Now, having seen how a public financing system benefited the state’s most populous locality, the county council in Prince George’s County is weighing whether to adopt a similar system. It should.
Prince George’s has come a long way since 2010, when then-County Executive Jack Johnson and his wife were arrested in an FBI sting and subsequently pleaded guilty to corruption charges, a scandal that exposed an unseemly culture of influence-buying. A county council more attuned to ethics in government has helped repair things since then; so has Mr. Johnson’s successor as county executive, Rushern L. Baker III (D), who has run a clean administration.
Still, that painful history is recent, and the county would be wise to cement its improved reputation.
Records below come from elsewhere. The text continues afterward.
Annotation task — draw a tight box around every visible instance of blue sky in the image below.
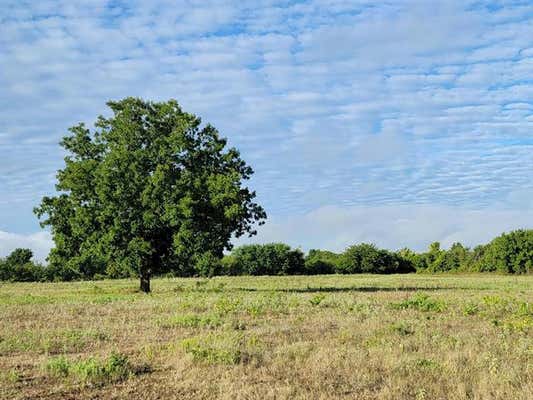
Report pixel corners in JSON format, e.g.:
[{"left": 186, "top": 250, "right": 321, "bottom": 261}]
[{"left": 1, "top": 0, "right": 533, "bottom": 260}]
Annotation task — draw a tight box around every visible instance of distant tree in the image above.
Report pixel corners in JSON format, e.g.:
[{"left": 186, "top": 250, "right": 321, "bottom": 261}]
[
  {"left": 35, "top": 98, "right": 266, "bottom": 292},
  {"left": 425, "top": 242, "right": 443, "bottom": 269},
  {"left": 304, "top": 249, "right": 341, "bottom": 274},
  {"left": 443, "top": 242, "right": 469, "bottom": 271},
  {"left": 6, "top": 248, "right": 33, "bottom": 266},
  {"left": 477, "top": 230, "right": 533, "bottom": 273},
  {"left": 0, "top": 248, "right": 43, "bottom": 282},
  {"left": 396, "top": 248, "right": 424, "bottom": 272},
  {"left": 428, "top": 242, "right": 469, "bottom": 272},
  {"left": 339, "top": 243, "right": 412, "bottom": 274},
  {"left": 226, "top": 243, "right": 305, "bottom": 275},
  {"left": 467, "top": 244, "right": 487, "bottom": 271}
]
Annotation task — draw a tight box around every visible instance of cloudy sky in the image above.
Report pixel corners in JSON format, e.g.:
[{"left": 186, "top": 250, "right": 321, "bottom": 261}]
[{"left": 1, "top": 0, "right": 533, "bottom": 261}]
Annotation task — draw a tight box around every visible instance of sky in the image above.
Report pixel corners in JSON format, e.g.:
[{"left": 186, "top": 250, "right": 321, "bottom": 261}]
[{"left": 1, "top": 0, "right": 533, "bottom": 261}]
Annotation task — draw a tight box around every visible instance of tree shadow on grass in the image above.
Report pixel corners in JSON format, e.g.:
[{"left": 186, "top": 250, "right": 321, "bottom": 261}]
[
  {"left": 236, "top": 286, "right": 456, "bottom": 293},
  {"left": 189, "top": 285, "right": 459, "bottom": 293}
]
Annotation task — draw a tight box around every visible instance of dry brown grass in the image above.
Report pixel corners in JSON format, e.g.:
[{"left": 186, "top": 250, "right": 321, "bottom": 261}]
[{"left": 1, "top": 274, "right": 531, "bottom": 399}]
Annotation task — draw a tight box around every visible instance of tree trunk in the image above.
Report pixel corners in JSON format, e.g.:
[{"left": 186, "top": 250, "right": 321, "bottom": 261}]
[{"left": 140, "top": 271, "right": 151, "bottom": 293}]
Passing a public financing system — as the District of Columbia and Howard County have also done recently — would advance that cause.
It would do so by establishing incentives for candidates running for county council and county executive to broaden their supporters to include donors who write checks for no more than $250, which — if there are enough of them — trigger matching funds that favor the smallest donations. (A candidate who qualifies for the system by raising a sufficient number of small-dollar contributions, and refusing corporate, PAC and other such funds, would receive a $7-to-$1 match for donations up to $25, and a $5-to-$1 match for the next $50. )
By incentivizing small donors, the system draws in more participants — and more voters. In Montgomery’s June primaries, turnout increased nearly 30 percent compared with 2014, and six of the nine Democratic primary winners qualified for the public finance system.
For candidates, public financing is a sea change. Rather than spending their days on the phone soliciting $1,000 checks from fat cats, the system incentivizes them to leverage public dollars by working small events — the sort of retail politics that produces more responsive public officials.
The pushback in Prince George’s, where public financing would go into effect in 2022 if a majority of the county council backs it, focuses mainly on the annual price tag, an estimated $1.5 million to $3 million. That’s a legitimate concern given the county’s tight budget, but the benefits outweigh the costs.
Writing in these pages last year, Phil Andrews, a former county council member in Montgomery County who championed the issue there, said, “Without public financing, mega-donors with megaphones drown out voices of the people in the public square and distort public policy.” That’s as true in Prince George’s as in Montgomery.